Предложив супруге руку, барон де Рэ первым отправился на почетное место у правого торца.

21.

В соответствии со статусом барон устроился во главе стола. Жаннет – тоже по статусу – справа от хозяина. За место по его левую руку последовала небольшая драчка. Между заядлыми подругами. Не потому, что не хватало стульев или стол был короток. Нет, каждая из дам желала усесться на почетное место рядом с достопочтимым бароном де Лавалем, чтобы снова впасть в милость, не оставаться лишний раз без головы.

Непрофессиональная драка между женщинами всегда вызывает больше смеха, чем опасений. Драка дам специфической породы нечисти выглядела особенно забавной.

Сначала русская помещица и венгерская графиня подергали друг друга за волосы. Безрезультатно. Надавали пощечин – тоже эффекта не принесло.
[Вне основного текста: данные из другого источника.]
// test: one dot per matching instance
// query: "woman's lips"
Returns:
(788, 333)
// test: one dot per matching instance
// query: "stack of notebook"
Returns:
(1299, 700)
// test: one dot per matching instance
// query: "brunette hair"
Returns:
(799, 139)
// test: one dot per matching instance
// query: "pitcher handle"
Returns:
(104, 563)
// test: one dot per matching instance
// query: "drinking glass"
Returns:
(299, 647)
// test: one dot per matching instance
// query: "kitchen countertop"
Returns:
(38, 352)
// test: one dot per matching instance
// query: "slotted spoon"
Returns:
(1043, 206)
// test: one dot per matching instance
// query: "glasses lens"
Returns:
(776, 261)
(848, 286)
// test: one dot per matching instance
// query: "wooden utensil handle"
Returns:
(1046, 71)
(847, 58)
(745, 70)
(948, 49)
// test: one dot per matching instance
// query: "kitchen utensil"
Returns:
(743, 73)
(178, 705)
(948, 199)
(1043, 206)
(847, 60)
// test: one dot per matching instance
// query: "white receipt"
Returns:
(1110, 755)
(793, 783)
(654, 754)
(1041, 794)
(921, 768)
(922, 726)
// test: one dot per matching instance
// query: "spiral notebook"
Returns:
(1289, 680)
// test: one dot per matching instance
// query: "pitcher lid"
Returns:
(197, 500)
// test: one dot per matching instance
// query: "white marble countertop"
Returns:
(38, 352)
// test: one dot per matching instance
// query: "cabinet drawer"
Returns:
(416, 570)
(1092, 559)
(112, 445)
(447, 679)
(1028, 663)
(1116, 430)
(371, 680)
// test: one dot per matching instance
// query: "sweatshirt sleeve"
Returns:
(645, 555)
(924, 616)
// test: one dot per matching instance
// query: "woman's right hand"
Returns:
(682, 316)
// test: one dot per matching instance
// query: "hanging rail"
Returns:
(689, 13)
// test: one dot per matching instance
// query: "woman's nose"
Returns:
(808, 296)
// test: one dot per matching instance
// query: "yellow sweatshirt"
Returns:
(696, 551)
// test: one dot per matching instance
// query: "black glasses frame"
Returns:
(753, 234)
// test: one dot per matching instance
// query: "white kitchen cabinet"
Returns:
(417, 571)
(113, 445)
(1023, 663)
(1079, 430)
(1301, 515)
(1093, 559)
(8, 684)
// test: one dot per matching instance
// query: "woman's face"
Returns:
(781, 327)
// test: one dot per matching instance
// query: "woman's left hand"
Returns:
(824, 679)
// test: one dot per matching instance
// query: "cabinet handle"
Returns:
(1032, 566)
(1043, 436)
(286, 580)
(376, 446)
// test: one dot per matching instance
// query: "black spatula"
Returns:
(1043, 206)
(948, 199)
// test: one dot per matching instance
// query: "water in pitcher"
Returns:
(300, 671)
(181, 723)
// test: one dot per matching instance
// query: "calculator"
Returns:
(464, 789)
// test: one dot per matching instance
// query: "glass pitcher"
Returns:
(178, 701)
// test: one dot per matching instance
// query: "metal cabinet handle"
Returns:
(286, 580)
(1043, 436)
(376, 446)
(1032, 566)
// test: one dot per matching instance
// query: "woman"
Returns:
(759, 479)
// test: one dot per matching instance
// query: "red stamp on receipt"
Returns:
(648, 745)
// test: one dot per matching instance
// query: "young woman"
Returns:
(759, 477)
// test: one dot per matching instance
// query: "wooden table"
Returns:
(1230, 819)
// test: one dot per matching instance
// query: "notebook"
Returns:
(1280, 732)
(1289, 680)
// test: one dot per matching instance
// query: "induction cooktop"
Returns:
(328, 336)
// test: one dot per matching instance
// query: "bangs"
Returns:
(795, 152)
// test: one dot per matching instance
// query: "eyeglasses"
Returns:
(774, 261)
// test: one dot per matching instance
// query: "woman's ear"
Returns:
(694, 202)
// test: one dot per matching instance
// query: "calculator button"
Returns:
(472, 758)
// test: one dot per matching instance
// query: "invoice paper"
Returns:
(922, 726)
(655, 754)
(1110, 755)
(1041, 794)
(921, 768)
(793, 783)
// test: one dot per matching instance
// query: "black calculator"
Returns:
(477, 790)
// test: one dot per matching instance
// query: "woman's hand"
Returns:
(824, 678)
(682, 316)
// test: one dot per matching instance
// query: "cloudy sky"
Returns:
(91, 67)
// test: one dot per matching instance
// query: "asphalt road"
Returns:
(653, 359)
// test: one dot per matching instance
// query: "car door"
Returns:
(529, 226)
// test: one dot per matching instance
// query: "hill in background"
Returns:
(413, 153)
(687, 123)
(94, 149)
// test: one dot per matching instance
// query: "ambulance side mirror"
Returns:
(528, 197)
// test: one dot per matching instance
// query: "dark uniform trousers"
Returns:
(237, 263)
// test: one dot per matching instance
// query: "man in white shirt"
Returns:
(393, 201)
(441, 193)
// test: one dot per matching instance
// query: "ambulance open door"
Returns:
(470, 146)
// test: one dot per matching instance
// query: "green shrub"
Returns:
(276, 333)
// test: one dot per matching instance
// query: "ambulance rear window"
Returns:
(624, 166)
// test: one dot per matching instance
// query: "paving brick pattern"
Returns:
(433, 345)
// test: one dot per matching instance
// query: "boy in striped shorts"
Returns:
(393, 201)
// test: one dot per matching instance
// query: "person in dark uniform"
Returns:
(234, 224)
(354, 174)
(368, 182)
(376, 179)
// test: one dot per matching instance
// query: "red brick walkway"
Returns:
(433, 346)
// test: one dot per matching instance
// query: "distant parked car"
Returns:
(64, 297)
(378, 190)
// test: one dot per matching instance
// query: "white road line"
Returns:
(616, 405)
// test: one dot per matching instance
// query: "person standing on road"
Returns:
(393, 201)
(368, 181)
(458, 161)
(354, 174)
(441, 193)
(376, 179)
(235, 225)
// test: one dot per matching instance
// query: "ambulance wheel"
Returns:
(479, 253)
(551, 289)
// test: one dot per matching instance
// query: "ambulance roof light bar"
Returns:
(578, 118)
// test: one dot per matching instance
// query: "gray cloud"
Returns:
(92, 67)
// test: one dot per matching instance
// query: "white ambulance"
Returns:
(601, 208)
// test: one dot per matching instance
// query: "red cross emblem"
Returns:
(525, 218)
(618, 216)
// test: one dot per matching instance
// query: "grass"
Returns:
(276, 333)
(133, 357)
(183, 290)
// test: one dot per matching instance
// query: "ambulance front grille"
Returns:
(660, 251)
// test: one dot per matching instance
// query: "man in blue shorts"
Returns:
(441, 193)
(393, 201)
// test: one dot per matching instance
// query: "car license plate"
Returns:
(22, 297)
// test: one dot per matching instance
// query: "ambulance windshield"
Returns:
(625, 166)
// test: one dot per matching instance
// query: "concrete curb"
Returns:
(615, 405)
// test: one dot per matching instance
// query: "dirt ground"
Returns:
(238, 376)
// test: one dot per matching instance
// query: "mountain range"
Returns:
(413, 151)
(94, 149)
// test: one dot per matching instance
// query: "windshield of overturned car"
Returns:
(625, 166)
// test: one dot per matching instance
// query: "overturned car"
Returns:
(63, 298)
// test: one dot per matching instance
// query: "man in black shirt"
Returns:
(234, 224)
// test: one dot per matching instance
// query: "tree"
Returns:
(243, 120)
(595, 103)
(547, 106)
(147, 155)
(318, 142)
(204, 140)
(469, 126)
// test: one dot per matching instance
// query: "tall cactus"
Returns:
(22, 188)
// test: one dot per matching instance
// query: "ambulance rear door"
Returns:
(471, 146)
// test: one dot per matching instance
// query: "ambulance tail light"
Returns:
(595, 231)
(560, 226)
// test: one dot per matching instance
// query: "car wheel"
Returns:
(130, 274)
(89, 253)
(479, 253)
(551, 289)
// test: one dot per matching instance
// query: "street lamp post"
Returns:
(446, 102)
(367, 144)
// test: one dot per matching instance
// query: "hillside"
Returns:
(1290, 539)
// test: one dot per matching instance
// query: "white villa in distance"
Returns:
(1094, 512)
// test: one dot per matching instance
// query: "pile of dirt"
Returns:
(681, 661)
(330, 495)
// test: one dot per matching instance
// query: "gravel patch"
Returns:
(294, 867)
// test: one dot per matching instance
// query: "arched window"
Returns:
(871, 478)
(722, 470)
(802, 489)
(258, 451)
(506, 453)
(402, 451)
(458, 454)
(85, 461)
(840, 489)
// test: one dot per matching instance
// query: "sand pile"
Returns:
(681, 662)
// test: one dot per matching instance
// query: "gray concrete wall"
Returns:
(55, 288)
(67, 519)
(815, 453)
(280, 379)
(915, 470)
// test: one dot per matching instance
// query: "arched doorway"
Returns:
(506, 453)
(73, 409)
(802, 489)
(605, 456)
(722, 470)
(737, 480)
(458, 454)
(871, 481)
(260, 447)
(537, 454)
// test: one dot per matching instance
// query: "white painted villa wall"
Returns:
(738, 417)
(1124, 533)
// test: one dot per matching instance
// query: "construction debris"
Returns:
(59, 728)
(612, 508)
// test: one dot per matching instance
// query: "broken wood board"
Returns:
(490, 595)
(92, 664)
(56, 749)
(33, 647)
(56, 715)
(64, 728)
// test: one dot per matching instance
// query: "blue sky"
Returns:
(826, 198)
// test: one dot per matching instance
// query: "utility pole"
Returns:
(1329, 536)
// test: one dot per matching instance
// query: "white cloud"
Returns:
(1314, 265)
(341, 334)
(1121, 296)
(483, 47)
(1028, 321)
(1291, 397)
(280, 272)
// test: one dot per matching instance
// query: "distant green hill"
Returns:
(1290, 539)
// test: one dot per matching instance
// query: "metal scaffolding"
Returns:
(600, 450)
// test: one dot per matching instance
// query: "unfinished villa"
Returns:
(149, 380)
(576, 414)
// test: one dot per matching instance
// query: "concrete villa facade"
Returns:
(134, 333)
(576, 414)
Потом Эржбета вынула изо рта новые челюсти и защелкала ими на Салтычиху, угрожая покусать. Та выпустила волчьи когти и начала делать выпады в сторону подруги-врага. Заметных повреждений драчуньи не понесли — победитель опять не определился.

Четверо мужчин: Каддафи, Капоне, Прелати и Холмс быстренько организовали кружок возле места действия. Разнимать дерущихся никто не подумал – зачем лишать себя захватывающего представления? Наоборот, зрители развлекались от души: следили за борьбой, подбадривали воительниц – криками, хлопками, свистом.

Не выбирая какой-то одной фаворитки для поддержки, мужчины  болели за каждую драчунью попеременно: в зависимости — кто очевиднее побеждал в тот или иной момент. В зале поднялся гвалт не хуже, чем на доисторических гладиаторских поединках. Или в современных детских песочницах, когда дошколята не поделят формочки для пирожков, и мамы вмешиваются в дискуссию.

Правду говорят: плебсу требуется для счастья немного, собственно только две вещи – хлеба и зрелищ. Гости Тиффожа не представляли исключения. Сегодня у них счастливый день: ужин пообещали, зрелище предоставили. Развлекайся на всю катушку!

Мужчины подбадривали воюющих общими криками, не адресованными ни к кому персонально:

— За ухо, за ухо кусай!

— Дай ей промеж глаз, чтобы знала!

— Врежь по переносице, чтобы красный паровоз потек!

— Тресни по кумполу со всей силой!

Крики поддержки не пропадали в пустоте. Действуя стимулятором активности, они сильнее заводили борющихся дам, будили проявлять фантазию. Вскоре стало ясно: исход поединка решит не примитивная мышечная крепость – силы были примерно равны, а умственная сообразительность. Местными правилами допускалось также подлую хитрость применить, лишь бы одержать победу, которая спишет нечестные способы своего достижения на принцип «победителя не судят».

Дарья решила использовать подручные приспособления. Схватив собственную косу, начала махать концом как хвостом перед носом соперницы, пытаясь выхлестать глаза. Та не растерялась, выхватила у Прелати грязное полотенце и принялась крутить в виде пропеллера -отбиваться, норовя, при случае, треснуть дворянку сбоку по лицу. Которое напоминало остроносую кикиморскую морду, когда барышня ощеряла лязгавшие зубы.

Через пять минут триумфатор не определился, хотя накал борьбы не утихал. Следовало бы им поторопиться — не затягивать со смехотворной, детской потасовкой. Пора зрителей ужасом порадовать, кровушку рекой пустить.

Полотенцами-косами впечатляющих ран  не нанесешь, время переходить к тяжелой артиллерии — поняли участницы. В качестве орудий желательно бы  использовать пушки, мортиры, гранаты и фейерверки, но их как назло под рукой не оказалось.

Не беда! Голь на выдумку хитра и от скуки — на все руки. Эржбета схватила со стола вилку, плюнула, превратила в миниатюрный кухонный топорик для разрубания ребрышек. Дарья тем же макаром превратила столовый нож в томагавк. Для справки: томагавк –  топор американских индейцев, используемый для пробивания черепов белолицых конкистадоров и снятия скальпов без применения скальпелей.

Помахавшись руками с топорами и опять не нанеся ущерба, дамы занялись метанием. Баронесса с размаха запустила оружие в помещицу, а попала в камин. Где топорик сгорел вместе с деревянной ручкой и железным острием, исключив возможность своего дальнейшего использования.

Дарья в свою очередь пульнула томагавк в Эржбету, а попала точно в пробел между портретам Жиля и Жанны.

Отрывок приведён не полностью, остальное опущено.